J’ai ouvert la paume pour regarder la craie qui dans ma main n’était qu’une craie ordinaire, mouillée et poisseuse. Taillée d’un côté. Et brisée de l’autre.

— Tu l’as compris depuis longtemps ? a demandé Guesser.

Il s’est rapproché, et son bouclier s’est élargi pour nous englober ; le rugissement de l’ouragan s’est tu.

— Non. Je viens de comprendre.

— De comprendre quoi ? a crié Svetlana. Anton, que se passe-t-il ?

C’est Guesser qui lui a répondu.

— Chacun suit sa voie, ma chère petite. Certains régissent les destinées et détruisent des empires. Et certains se contentent de vivre.

— Pendant que le Contrôle du Jour t’observait, ai-je expliqué, Olga, avec la deuxième moitié de la craie, a réécrit le destin de quelqu’un d’autre. Conformément au plan des forces de la Lumière.

Guesser a soupiré. Il a tendu la main vers Egor. Le jeune garçon a essayé de se relever.

— Doucement, a dit le chef. C’est fini… C’est presque fini.

J’ai enlacé Egor et j’ai posé sa tête sur mes genoux. Il s’est apaisé.

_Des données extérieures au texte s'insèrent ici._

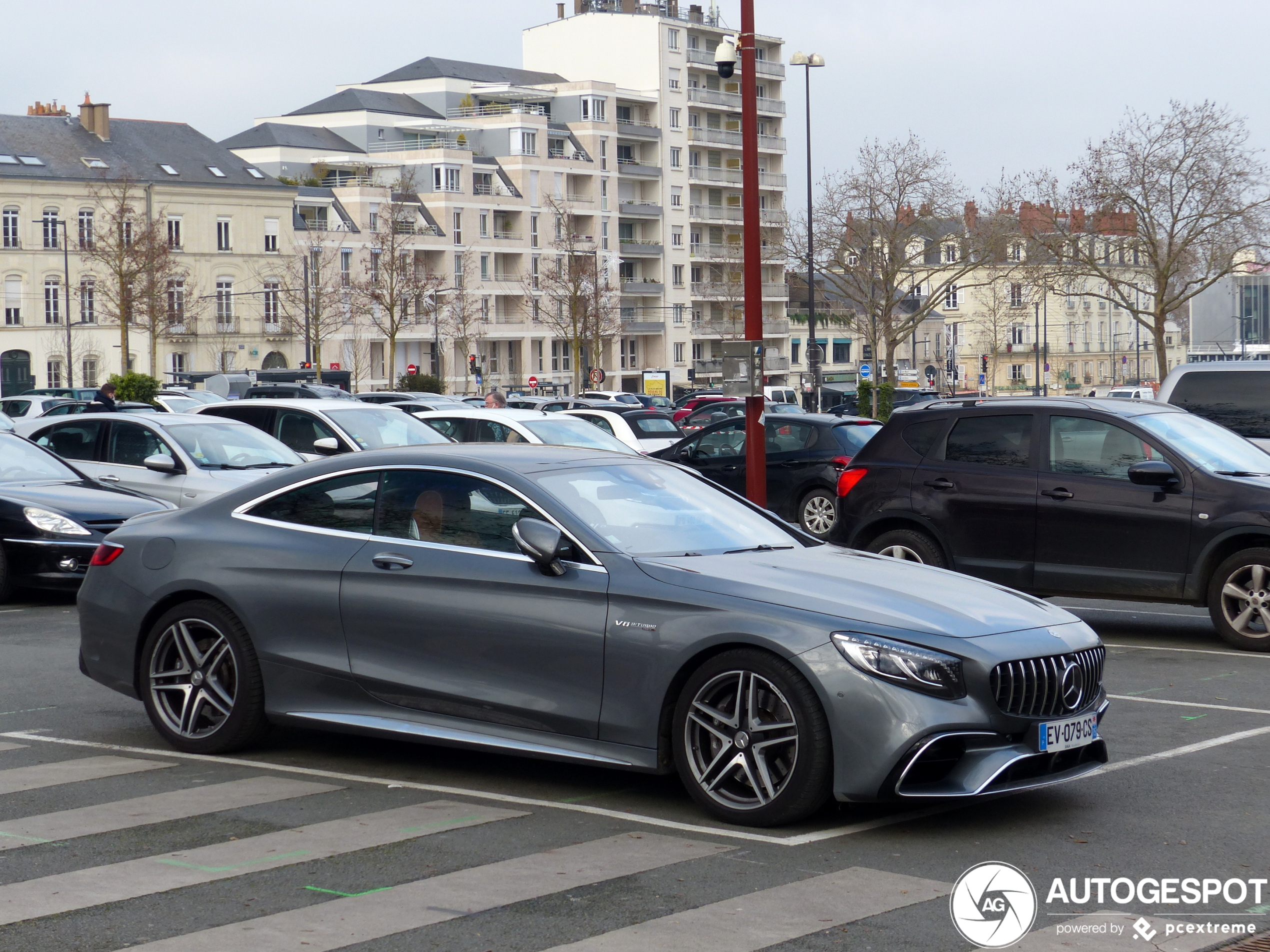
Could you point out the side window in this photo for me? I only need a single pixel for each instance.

— Dites-moi, pourquoi ? ai-je demandé. Si vous saviez tout depuis le début ?

— Même à moi il n’est pas donné de tout savoir.

— Pourquoi ?

— Mais parce que tout devait se passer de manière naturelle, a répondu Guesser d’une voix légèrement agacée. Sinon, Zébulon n’y aurait jamais cru. Il n’aurait jamais cru à nos plans ni à notre défaite.

Je l’ai regardé dans les yeux.

— Ce n’est pas la seule raison, Guesser. Loin s’en faut.

Il a soupiré.

— Bon, d’accord. J’aurais pu faire en sorte que les choses se déroulent autrement. Svetlana serait devenue une Grande magicienne. Contre sa volonté. Et Egor, bien que le Contrôle de la Nuit ait déjà une dette envers lui, serait devenu notre instrument…

J’attendais. Je me demandais si Guesser allait nous dire toute la vérité. Au moins pour une fois.